Again, in .vscode/mcp.json, add this “headers” block under “url”:

"headers": {
  "x-functions-key": "${input:functions-mcp-extension-system-key}"
}

.vscode/mcp.json now looks like this:

When you start the server, you will be prompted for the MCP Extension System Key. Enter the mcp_extension key you obtained from Azure. Once the server is running again, you can start prompting it as before.

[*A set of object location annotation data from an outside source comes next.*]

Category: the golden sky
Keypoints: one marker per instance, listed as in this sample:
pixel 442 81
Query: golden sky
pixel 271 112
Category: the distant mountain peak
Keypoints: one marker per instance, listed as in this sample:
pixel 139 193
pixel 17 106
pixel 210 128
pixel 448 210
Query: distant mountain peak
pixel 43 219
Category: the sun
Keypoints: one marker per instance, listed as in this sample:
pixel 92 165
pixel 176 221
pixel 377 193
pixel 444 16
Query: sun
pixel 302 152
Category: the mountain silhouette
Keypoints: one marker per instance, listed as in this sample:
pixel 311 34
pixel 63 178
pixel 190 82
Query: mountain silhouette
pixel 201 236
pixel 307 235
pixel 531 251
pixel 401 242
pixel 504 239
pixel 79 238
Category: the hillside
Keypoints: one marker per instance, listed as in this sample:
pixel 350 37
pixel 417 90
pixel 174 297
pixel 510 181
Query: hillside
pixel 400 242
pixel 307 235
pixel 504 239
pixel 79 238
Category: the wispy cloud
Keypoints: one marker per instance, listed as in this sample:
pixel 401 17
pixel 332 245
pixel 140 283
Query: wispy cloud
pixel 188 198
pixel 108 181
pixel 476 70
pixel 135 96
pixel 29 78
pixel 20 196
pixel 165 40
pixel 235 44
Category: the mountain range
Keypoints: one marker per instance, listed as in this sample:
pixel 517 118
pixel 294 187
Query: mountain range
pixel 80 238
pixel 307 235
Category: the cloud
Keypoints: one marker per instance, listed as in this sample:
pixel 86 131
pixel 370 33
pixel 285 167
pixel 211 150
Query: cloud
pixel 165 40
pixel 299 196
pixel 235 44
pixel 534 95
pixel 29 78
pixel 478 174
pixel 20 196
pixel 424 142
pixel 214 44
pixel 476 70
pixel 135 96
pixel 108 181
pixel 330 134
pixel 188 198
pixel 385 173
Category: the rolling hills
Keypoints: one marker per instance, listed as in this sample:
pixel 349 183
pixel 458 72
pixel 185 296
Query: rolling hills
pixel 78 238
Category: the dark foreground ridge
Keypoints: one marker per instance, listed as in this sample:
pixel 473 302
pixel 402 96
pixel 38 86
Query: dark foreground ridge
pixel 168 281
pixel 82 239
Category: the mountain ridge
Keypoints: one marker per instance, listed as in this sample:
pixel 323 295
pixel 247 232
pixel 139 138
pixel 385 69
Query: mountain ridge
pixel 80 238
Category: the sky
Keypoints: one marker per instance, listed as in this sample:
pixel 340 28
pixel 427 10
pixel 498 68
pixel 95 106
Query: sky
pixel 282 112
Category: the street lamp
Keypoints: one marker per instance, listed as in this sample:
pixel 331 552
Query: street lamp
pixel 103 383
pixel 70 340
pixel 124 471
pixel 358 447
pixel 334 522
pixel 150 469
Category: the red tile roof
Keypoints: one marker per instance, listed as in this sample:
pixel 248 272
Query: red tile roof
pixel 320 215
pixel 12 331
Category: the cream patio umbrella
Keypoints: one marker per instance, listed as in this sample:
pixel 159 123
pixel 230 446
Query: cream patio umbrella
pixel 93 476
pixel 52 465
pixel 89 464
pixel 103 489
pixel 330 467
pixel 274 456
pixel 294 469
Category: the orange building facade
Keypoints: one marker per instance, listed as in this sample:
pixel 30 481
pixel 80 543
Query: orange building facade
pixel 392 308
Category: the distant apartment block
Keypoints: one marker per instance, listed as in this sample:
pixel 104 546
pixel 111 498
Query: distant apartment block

The big difference this time is that it is running remotely, instead of on your local computer.

I entered this prompt:

Multiply 11 and 22 and provide the answer.

And received this result:

Conclusion

We have learned how to create MCP servers using Microsoft's Azure Functions technology with C#. We went through the development, testing, and deployment process. In general, this is a much more compelling solution for large scale implementations of MCP Servers. You can take these basic concepts and build bigger and better MCP Servers.